Lavoro subordinato - Indennità di fine rapporto - Ferie non godute - CCNL - Deroga ai criteri dell’articolo 2120 cc

 

Svolgimento del processo

 

Con sentenza 7 marzo 2009, la Corte d'appello di Brescia respingeva l’appello di R. s.p.a. avverso la sentenza di primo grado, che l’aveva condannata al pagamento in favore dei dipendenti G.A., A.M., L.G., D.G. e A.S. al pagamento di differenze sul T.f.r., per omesso conteggio, nella sua liquidazione, dell’indennità sostitutiva del preavviso e per ferie non godute. Preliminarmente disattesa l'eccezione datoriale di prescrizione per inammissibilità del relativo mezzo, non confutativo dell’analitica argomentazione della sentenza del Tribunale sugli atti interruttivi compiuti dai lavoratori e comunque per infondatezza in quanto neppure tempestivamente contestali, la Corte territoriale riteneva il corretto computo delle suddette indennità nella liquidazione del T.f.r., in quanto emolumenti aventi loro causa e non mera occasione nel rapporto di lavoro, pertanto rientranti nella previsione dell’art. 2120 c.c.: nell’inconferenza degli accordi collettivi richiamati, riguardanti i vari elementi della retribuzione.
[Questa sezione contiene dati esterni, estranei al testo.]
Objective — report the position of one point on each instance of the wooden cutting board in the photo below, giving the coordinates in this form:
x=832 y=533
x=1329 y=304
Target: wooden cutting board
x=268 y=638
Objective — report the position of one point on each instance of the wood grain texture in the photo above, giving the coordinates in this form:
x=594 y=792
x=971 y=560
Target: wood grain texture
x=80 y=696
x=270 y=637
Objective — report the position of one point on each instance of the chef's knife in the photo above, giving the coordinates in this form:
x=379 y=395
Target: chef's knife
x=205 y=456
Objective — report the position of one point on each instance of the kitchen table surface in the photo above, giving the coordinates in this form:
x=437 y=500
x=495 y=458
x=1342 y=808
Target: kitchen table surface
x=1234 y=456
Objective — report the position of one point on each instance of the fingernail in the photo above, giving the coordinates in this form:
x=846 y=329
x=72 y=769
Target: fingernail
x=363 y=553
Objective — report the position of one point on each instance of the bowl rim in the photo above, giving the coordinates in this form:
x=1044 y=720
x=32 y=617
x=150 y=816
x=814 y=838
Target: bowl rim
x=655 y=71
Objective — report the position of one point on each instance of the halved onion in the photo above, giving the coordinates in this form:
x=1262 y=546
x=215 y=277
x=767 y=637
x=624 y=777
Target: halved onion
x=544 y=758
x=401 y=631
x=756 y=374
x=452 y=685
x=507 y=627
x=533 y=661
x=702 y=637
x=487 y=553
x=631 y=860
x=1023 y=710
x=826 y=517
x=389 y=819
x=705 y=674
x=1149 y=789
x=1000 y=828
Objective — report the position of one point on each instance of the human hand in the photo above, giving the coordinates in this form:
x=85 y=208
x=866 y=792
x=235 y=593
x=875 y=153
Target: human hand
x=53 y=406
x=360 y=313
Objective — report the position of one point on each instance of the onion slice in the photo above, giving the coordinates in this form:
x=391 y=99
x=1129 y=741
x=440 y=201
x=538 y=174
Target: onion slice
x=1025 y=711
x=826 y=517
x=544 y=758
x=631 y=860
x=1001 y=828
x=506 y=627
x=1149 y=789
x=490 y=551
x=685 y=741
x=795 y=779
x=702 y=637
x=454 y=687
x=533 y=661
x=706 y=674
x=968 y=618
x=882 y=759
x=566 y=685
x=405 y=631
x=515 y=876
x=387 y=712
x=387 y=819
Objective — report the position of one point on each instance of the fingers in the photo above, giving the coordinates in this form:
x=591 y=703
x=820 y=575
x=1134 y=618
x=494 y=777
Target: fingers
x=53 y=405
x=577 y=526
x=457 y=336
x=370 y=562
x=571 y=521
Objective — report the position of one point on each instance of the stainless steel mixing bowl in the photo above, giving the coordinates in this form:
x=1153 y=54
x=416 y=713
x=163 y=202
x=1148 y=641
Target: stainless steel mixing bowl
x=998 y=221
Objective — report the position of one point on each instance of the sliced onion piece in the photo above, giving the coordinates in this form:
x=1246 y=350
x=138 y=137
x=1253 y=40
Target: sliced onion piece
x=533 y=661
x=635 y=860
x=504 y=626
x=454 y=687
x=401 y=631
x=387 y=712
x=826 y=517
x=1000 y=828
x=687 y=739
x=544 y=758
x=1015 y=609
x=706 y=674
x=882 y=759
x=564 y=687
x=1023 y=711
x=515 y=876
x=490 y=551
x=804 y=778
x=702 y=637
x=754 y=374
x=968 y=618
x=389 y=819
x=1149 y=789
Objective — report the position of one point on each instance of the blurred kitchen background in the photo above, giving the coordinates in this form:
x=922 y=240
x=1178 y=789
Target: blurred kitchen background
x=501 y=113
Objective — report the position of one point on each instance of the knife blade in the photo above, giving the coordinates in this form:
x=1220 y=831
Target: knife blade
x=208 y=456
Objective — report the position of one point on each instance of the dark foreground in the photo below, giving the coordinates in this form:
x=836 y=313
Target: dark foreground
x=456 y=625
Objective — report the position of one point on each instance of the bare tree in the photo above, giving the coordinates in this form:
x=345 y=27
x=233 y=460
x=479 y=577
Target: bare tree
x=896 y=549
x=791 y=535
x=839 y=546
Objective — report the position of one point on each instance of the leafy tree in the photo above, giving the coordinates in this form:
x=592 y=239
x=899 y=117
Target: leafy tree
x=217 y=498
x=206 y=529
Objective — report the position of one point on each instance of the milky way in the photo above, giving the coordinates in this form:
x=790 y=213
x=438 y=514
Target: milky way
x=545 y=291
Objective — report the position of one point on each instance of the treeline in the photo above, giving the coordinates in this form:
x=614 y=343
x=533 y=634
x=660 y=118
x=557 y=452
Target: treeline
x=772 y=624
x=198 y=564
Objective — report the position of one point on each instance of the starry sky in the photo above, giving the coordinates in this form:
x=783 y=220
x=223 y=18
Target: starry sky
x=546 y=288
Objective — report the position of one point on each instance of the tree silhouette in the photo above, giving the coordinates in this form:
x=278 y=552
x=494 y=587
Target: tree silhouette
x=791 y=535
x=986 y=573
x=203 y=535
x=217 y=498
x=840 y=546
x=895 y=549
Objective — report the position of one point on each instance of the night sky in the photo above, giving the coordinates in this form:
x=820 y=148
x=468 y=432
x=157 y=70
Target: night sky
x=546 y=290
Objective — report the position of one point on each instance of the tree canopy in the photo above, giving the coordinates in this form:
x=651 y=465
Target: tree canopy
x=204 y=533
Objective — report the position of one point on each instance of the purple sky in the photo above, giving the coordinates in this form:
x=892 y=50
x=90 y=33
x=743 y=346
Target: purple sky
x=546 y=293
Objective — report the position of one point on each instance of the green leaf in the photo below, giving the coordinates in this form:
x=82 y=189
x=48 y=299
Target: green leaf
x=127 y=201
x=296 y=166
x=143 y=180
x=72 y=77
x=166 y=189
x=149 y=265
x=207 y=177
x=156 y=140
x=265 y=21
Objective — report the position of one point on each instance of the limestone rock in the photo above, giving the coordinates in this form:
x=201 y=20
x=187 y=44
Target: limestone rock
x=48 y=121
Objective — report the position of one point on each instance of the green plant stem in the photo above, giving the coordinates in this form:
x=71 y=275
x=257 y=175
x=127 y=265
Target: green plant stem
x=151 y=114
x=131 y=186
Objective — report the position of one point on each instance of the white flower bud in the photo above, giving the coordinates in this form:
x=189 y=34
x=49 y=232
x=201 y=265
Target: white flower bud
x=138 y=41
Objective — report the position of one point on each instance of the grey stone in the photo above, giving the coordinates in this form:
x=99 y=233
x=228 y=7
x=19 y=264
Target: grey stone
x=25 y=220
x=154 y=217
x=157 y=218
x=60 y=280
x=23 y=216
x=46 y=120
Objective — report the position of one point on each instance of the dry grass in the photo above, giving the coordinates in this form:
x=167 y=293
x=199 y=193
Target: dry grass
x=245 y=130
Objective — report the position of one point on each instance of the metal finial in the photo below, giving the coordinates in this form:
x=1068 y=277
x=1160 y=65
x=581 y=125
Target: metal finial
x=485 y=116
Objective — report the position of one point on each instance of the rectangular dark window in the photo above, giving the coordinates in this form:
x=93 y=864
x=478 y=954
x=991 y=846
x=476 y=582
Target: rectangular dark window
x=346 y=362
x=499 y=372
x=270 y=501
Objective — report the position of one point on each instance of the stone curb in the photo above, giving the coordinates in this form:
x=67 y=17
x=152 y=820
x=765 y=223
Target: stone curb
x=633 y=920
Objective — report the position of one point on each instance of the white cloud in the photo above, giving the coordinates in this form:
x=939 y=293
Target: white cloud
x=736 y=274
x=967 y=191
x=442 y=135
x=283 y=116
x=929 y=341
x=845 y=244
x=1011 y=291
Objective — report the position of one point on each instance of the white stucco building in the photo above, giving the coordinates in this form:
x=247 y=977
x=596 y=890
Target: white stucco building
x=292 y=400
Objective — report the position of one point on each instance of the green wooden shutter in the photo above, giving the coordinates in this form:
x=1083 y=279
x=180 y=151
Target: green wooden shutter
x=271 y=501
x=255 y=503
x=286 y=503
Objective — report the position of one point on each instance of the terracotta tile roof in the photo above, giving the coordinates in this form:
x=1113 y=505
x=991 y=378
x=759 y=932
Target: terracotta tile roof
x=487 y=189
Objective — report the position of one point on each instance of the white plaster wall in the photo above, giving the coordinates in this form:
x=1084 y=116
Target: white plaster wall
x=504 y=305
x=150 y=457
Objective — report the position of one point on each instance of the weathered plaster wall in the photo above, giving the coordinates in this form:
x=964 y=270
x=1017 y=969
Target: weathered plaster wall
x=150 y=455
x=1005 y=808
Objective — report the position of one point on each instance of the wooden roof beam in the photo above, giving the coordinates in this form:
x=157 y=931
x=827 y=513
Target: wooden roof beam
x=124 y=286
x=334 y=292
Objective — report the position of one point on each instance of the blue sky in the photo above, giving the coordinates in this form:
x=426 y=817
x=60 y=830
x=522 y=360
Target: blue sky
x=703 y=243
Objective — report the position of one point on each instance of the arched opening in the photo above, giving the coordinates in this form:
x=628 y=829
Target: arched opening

Con atto notificato il 26 - 28 maggio 2009, R. s.p.a. ricorre per cassazione con unico motivo, cui resistono L.G. e A.S. con controricorso; restano intimati G.A., A.M. e D.G.; le parti costituite hanno comunicato memoria ai sensi dell’art. 378 c.p.c.

 

Motivi della decisione

 

Con unico motivo, la ricorrente deduce violazione e falsa applicazione degli artt. 1362 ss. c.c. in riferimento agli artt. 117 CCNL 1998 e 2120 c.c. e degli accordi collettivi nazionali sul T.f.r. 1 febbraio 1996 e 24 settembre 1996, in relazione all’art. 360, primo comma, n. 3 c.p.c., per erronea inclusione nella base di computo del T.f.r. delle indennità di mancato preavviso e mancato godimento delle ferie, in quanto espressamente escluse dalla tassativa previsione delle voci da conteggiare, secondo la chiara volontà manifestata dalle parti sociali, in continuità con la precedente regolamentazione dell’indennità di buonuscita ai sensi della l. 829/1973 e degli artt. 76 CCNL 1987/89 e 96 CCNL 1990/92, in cui tali voci non sono state mai comprese.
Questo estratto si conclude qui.